Coroava êste magnífico e luzido acompanhamento a Rainha Nossa Senhora, riquíssimamente vestida com manto de tafetá tecido com fio de prata e recamado de lantejoulas; o peitilho era todo guarnecido de flores de brilhantes de excessivo preço e admirável artifício, sôbre o qual pendia de fita vermelha a Cruz da Ordem de Cristo composta de brilhantes-diamantes de pasmosa grandeza. O toucado fingia uma coroa imperial tecida de jóias do mais subido valor e cingia-lhe a régia fronte com tal arte que figurava ser uma só pedra sem semelhante na preciosidade e bom gôsto. O manto real, que lhe caía dos ombros, era de volante carmesim tecido a prata e guarnecido pelas extremidades com rendas de oiro.
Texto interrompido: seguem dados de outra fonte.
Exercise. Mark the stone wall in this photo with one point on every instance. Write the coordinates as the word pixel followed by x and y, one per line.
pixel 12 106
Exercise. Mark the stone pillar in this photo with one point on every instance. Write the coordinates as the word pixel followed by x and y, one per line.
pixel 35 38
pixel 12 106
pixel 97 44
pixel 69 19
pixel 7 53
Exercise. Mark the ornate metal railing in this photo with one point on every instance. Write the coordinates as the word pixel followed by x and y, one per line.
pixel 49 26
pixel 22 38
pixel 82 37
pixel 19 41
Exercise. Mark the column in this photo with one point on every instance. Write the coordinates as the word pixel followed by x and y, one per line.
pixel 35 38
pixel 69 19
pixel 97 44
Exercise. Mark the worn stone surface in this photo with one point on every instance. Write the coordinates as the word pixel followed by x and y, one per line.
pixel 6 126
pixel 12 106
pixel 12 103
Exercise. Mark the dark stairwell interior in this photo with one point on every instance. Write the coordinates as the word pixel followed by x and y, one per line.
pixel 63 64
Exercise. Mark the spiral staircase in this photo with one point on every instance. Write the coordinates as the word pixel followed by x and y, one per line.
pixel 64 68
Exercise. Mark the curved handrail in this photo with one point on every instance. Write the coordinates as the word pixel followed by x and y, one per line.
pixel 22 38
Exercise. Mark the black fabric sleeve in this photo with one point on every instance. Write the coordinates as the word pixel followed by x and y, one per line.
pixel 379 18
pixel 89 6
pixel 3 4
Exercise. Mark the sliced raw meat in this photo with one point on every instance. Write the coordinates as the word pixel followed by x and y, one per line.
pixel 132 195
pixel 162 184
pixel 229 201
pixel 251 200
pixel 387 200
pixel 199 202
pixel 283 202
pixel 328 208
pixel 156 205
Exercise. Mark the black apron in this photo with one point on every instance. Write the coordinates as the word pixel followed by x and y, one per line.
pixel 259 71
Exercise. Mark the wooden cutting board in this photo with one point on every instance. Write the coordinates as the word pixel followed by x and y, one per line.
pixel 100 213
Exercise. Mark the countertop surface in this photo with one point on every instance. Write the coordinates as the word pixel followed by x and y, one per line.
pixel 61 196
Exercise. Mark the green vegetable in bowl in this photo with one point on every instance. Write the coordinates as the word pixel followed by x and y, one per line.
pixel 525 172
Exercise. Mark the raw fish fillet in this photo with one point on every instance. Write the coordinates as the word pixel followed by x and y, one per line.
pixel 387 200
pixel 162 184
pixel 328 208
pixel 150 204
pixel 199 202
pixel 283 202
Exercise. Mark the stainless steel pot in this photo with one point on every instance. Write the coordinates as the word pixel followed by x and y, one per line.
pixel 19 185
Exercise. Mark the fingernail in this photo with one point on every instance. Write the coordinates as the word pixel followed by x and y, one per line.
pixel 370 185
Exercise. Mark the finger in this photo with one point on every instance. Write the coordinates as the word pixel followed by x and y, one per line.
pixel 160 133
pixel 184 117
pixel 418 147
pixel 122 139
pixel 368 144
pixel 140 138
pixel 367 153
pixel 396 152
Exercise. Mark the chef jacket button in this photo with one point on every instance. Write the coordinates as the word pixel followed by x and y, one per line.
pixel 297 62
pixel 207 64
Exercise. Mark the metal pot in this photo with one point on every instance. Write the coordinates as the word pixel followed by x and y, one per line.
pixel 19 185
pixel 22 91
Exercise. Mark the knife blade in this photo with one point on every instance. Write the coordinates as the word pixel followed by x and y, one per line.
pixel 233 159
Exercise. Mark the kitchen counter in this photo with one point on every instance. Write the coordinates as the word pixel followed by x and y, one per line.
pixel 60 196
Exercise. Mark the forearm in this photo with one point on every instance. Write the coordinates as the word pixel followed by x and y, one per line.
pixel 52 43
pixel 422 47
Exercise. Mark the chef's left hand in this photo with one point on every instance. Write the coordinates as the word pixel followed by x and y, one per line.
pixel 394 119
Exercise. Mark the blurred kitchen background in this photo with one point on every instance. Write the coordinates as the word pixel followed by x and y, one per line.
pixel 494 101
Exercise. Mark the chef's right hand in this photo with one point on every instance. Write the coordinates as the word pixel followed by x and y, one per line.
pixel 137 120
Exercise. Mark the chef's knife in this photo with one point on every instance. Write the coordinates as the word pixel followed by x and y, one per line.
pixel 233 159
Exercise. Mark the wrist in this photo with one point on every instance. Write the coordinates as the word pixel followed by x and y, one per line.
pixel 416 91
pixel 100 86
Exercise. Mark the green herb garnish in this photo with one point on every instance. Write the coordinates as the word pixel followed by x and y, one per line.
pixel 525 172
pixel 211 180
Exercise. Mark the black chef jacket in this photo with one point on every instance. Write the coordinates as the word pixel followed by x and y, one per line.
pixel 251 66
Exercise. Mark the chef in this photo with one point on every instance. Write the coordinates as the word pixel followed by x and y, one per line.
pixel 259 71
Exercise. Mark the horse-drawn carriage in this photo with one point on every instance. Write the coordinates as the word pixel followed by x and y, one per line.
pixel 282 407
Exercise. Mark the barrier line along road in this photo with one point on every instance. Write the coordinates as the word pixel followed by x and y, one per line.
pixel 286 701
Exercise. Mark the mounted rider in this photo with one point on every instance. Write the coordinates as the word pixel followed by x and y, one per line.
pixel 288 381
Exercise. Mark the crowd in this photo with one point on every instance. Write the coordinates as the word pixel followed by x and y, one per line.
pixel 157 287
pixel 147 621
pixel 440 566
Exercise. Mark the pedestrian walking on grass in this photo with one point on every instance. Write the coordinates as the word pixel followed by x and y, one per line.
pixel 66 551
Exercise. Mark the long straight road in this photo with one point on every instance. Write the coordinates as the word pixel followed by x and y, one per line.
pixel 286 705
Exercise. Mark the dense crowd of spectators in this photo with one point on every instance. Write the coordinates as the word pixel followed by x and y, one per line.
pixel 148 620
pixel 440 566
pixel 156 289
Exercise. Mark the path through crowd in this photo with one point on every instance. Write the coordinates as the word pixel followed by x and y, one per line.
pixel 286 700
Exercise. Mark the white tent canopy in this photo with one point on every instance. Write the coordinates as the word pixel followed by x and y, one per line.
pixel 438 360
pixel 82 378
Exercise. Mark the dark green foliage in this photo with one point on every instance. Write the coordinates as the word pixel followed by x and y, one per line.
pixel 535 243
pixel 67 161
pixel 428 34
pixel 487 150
No corpo do manto viam-se, dispostos em proporcionadas distâncias, cento e vinte castelos com reais quinas, tecidos a oiro.

Servia de braceiro a sua majestade, o Senhor D. João, seu Mordomo-mor; acompanhava-a do lado esquerdo o Marquês de Tancos, e pegava-lhe na cauda do mando a Marquesa de Vila Flor, Camareira-mor. Fechavam o cortejo as damas de honor: Condessas de Galveias e de Lumiares, e mais oito damas todas vestidas à imperial, com seu adorno de ricos adereços e preciosas flores de diamantes.